Nearly half of Britons in a poll said they had never heard of Auschwitz, the Nazi death camp in southern Poland that became a symbol of the Holocaust and the attempted genocide of the Jews.
The results of the survey conducted by the BBC were released Thursday as Britain’s public broadcaster announced it will show a new series next January to mark the 60th anniversary of the concentration camp’s liberation.
“We were amazed by the results of our audience research,” said Laurence Rees, a producer on the series, “Auschwitz: The Nazis & the ‘Final Solution.'”
“It’s easy to presume that the horrors of Auschwitz are engrained in the nation’s collective memory, but obviously this is not the case,” Rees said.

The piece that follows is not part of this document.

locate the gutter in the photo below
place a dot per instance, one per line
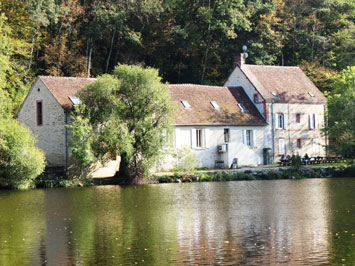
(66, 114)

The survey found that 45 percent of those surveyed had not heard of Auschwitz. Historians estimate that anywhere from one million to three million people, about 90 percent of them Jews, were killed there.

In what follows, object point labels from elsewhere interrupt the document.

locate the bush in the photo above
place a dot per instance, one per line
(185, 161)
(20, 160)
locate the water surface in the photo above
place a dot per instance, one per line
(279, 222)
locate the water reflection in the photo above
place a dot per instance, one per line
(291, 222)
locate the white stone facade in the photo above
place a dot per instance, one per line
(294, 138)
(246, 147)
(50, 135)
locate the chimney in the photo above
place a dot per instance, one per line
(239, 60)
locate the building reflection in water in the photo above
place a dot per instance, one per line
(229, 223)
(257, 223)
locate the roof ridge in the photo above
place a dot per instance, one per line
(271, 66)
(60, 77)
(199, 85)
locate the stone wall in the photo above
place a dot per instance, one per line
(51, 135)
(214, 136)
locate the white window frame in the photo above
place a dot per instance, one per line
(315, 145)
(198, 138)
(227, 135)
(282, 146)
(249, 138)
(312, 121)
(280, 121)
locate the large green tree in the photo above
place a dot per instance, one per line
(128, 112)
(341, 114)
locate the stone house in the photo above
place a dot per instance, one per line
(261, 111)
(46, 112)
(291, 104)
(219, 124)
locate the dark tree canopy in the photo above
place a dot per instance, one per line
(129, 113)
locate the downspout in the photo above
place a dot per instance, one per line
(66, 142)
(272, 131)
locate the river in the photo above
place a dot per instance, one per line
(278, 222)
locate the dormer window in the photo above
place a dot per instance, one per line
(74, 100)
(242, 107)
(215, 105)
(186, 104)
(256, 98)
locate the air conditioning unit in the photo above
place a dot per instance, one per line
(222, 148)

Among women and people younger than 35, 60 percent had never heard of Auschwitz, despite the recent popularity of films such as “Schindler’s List,” “Life is Beautiful” and “The Pianist,” which depict the atrocities of the Holocaust.
“The name Auschwitz is quite rightly a byword for horror, but the problem with thinking about horror is that we naturally turn away from it,” Rees said.

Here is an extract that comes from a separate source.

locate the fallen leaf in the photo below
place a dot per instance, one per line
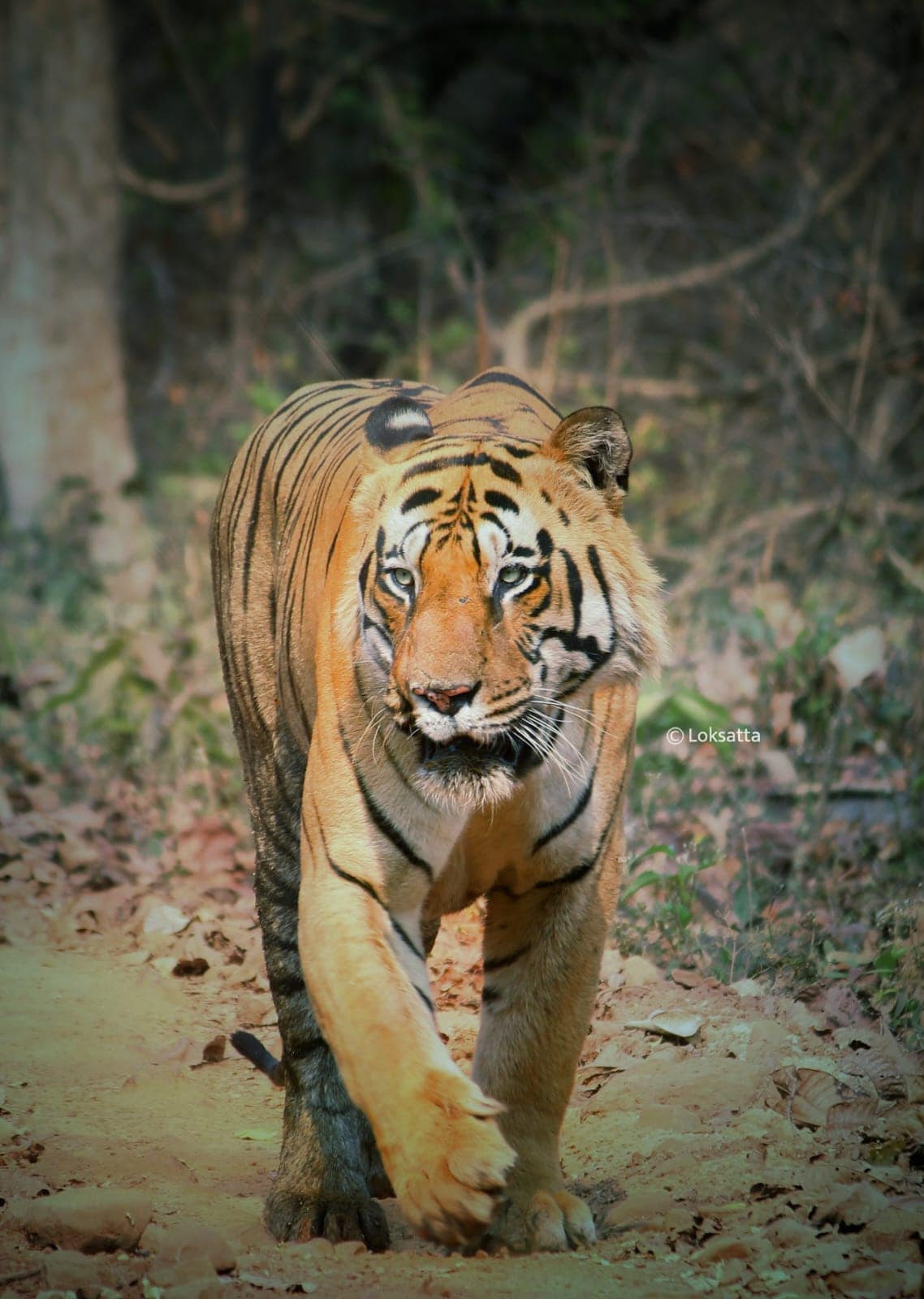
(858, 655)
(166, 919)
(672, 1024)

The BBC said the research was based on a nationally representative postal survey of 4,000 adults 16 and older.
The broadcaster is marking Holocaust Memorial Day, January 27, with a variety of television and radio programs.
The Auschwitz series for BBC2 is based on nearly 100 interviews with survivors and perpetrators and is the result of three years of research with the assistance of professors Ian Kershaw and David Cesarani.